Researchers from the National University of Singapore and AGH University of Krakow have developed a novel fabrication strategy for double-sided tunnel oxide passivated contact (DS-TOPCon) silicon bottom cells, designed for use in perovskite/silicon tandem (PST) solar cells. The team demonstrated that carefully controlled heated indium tin oxide (ITO) deposition can significantly reduce sputtering-induced damage while enhancing conductivity and transparency - two critical requirements for efficient tandem integration.
In DS-TOPCon architectures, both the front and rear surfaces of the silicon wafer feature passivating silicon oxide (SiOx)/polycrystalline silicon (poly-Si) stacks, replacing the conventional single-sided (SS-TOPCon) structure. The result is a fully passivated, symmetric cell that minimizes recombination losses and raises the open-circuit voltage. This approach also provides improved carrier selectivity and mechanical stability - qualities that make DS-TOPCon particularly well suited to high-efficiency, monolithic tandem devices.
However, because thin poly-Si layers have limited lateral conductivity, a transparent conductive oxide (TCO) layer must be applied to maintain good electrical contact and optical coupling to the perovskite top cell. The researchers found that conventional ITO sputtering often degrades the excellent surface passivation of the DS-TOPCon stack. To address this, they developed a novel process for heated ITO deposition at around 250 °C, allowing in-situ annealing within the sputtering chamber. At this optimized temperature, the ITO films displayed higher carrier mobility and improved optical transparency without introducing significant interface damage to either n- or p-type TOPCon contacts. Deposition at higher temperatures led to hydrogen effusion and dopant deactivation, which reduced performance.
Using an industrial M2-sized Czochralski (Cz) silicon wafer (244 cm²), the team fabricated DS-TOPCon bottom cells that achieved 16.7% efficiency under 1-Sun conditions. These devices incorporated a 1.5 nm thermally grown SiOx tunneling layer, in-situ doped hydrogenated amorphous silicon precursors annealed at 850 °C to form poly-Si, and hydrogenation through SiNx firing at 700 °C. Approximately 75 nm of ITO was sputtered on both sides as the contact and interconnection layer, followed by low-temperature screen printing of silver contacts (200 °C curing).

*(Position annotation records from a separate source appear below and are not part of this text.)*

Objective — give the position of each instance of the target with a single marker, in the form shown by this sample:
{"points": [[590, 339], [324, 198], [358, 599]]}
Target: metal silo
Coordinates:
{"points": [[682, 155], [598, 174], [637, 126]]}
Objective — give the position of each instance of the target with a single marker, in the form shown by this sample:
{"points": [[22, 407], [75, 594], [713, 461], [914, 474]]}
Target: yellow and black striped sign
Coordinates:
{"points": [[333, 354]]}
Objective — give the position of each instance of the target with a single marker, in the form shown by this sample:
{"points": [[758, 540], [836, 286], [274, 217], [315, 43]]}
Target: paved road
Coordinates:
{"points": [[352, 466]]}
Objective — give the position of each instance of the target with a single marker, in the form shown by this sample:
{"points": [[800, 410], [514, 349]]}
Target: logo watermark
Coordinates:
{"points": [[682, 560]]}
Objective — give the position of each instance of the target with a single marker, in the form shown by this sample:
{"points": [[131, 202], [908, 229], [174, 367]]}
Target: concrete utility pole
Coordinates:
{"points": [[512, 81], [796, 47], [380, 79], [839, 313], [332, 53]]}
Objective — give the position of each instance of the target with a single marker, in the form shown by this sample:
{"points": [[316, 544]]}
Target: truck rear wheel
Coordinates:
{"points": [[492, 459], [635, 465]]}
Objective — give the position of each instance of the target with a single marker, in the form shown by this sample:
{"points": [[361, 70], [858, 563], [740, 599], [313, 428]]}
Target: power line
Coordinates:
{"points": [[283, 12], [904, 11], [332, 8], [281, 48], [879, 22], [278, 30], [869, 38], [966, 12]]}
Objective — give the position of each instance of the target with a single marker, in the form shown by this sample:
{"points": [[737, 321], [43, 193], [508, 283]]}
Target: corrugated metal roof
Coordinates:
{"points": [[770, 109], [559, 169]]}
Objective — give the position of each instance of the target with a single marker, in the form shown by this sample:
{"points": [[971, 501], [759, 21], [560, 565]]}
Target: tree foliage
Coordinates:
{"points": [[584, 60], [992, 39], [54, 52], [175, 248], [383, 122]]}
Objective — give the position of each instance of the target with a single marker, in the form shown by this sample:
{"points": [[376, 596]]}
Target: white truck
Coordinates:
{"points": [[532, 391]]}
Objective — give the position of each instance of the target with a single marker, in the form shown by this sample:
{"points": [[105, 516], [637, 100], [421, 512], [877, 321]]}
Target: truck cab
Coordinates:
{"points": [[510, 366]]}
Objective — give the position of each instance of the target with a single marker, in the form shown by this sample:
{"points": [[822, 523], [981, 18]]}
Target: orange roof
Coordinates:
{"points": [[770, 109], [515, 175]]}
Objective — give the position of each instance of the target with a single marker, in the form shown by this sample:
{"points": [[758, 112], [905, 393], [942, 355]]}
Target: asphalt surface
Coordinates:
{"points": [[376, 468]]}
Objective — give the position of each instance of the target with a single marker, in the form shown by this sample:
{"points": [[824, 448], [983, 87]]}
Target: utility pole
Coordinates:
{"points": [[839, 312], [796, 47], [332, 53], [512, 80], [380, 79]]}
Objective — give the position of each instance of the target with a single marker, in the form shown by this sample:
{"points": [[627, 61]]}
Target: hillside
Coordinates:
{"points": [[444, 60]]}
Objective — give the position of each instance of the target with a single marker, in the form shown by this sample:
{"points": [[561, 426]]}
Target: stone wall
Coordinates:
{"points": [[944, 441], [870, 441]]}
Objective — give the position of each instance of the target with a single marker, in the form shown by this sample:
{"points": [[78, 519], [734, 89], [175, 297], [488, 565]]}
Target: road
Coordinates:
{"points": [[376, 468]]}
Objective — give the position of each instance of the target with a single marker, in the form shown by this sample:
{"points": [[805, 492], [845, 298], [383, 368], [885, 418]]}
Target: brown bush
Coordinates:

When integrated with a perovskite top cell, the resulting 16 cm² monolithic tandem achieved a power conversion efficiency (PCE) of 22.1%, with an open-circuit voltage (Voc) of 1.727 V, current density (Jsc) of 17.9 mA/cm², and a fill factor (FF) of 71.7%. Importantly, the team emphasized that this result demonstrates one of the largest area DS-TOPCon-based tandems reported to date using industrial-grade Cz wafers and fully screen-printed contacts - a step toward scalable manufacturing.
Looking ahead, the researchers plan to incorporate fire-through rear contacts and adopt thicker, more conductive poly-Si layers to further reduce series resistance. They also noted the potential of these devices for urban and rooftop applications, where higher energy yield per unit area is crucial. With their combination of industrial compatibility, improved passivation stability, and tandem readiness, heated-ITO DS-TOPCon cells represent an advancement toward commercially viable, high-efficiency perovskite/silicon tandem photovoltaics.